Signs asking for information in 7-year-old Louisville boy's murder are being stolen
Family members say the signs started disappearing Friday night.
LOUISVILLE, Ky. (WDRB) -- It's another hit to the family of a 7-year-old boy shot and killed while sitting at his dining room table. Signs urging people to give information in the murder of Dequante Hobbs Jr. are being stolen.
Donors placed dozens of signs across the area. Family members say the signs started disappearing Friday night.
"They should see his face. They should remember," said Micheshia Norment, Hobbs' mother. "'Cause you took a 7-year-child who was at home and you should have thought about that before pulling that trigger."
The signs have been taken from Shawnee Park, off Dixie Highway and in the Russell, California and Chickasaw neighborhoods.
"It's disturbing," Norment said. "It's disrespectful."
No one has been arrested for Hobbs' murder.

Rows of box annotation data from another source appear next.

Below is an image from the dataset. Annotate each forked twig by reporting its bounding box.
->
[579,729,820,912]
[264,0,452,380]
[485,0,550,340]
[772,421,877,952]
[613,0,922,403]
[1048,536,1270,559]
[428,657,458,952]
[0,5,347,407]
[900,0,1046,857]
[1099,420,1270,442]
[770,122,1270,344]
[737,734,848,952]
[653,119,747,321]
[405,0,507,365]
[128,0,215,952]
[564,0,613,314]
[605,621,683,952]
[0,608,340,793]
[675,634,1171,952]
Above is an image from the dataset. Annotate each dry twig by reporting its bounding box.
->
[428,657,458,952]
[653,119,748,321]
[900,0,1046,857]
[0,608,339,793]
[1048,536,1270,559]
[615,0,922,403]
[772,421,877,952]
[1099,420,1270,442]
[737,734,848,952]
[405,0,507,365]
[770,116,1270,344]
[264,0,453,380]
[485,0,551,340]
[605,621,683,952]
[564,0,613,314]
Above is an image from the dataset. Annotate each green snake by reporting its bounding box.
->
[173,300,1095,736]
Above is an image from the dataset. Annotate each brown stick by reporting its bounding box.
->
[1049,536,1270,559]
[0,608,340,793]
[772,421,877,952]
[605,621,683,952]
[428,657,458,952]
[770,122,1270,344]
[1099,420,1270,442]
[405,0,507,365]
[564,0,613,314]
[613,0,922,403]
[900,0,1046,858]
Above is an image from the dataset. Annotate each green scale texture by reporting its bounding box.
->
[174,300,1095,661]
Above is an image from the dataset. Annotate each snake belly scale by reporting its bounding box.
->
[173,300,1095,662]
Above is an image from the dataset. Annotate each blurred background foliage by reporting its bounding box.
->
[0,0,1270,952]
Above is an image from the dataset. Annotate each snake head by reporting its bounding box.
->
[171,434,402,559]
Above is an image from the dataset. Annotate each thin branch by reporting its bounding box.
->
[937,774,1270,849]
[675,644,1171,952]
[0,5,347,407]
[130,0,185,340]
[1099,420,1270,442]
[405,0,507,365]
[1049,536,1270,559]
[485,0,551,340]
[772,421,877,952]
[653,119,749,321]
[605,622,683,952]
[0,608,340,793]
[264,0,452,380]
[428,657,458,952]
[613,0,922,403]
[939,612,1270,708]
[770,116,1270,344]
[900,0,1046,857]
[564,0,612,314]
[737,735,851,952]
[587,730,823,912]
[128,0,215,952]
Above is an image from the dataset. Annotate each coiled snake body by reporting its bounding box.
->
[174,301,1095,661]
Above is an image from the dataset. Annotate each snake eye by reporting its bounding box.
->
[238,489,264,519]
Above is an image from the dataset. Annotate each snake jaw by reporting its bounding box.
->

"It's very important for me to know and to look that person in the eye of who killed my son," Norment said.
One of the signs was placed at the intersection Dixie Highway and Dumesnil Street in the field near a Simmons College Hall. Neighbors remember when it was placed, and the last time they saw it.
"We saw it, like, last Thursday evening," said neighbor Robert Milan. "Me and my son walked passed the sign. He read it, and I read it, because I was explaining to him how short life is."
"That's terrible," Milan said of the thefts. "Why would they do that?"
The family fears it's someone who knows something about the gunmen. Hobbs was shot in broad daylight, and it's believed the bullet came from a nearby dice game.
"I understand the fear that some folks have about coming forward -- fear of some kind of retribution toward them -- but the biggest retribution would be is if you had that info to put that person behind bars, and you are living with that. That's a bigger challenge to face in this life," said LMPD spokesperson Dwight Mitchell.
It's been nearly a month since Hobbs was shot and killed in his Russell neighborhood home. He was hit by a stray bullet while sitting at a table eating a piece of cake. Police said signs like this do help solve crimes.
"I feel like we're very close," Mitchell said. "We feel like it's always effective when it stays out in the forefront of the people."
On Monday, the parents replaced a sign swiped from Shawnee Park. They are 30 more, and their message is very simple: If you can't help, don't hurt. They say they've already endured enough pain.
"I just want them to stop taking signs out, period," said Dequante Hobbs Sr., the victim's father.
"I just feel like my whole heart has been ripped out of my body," Norment said.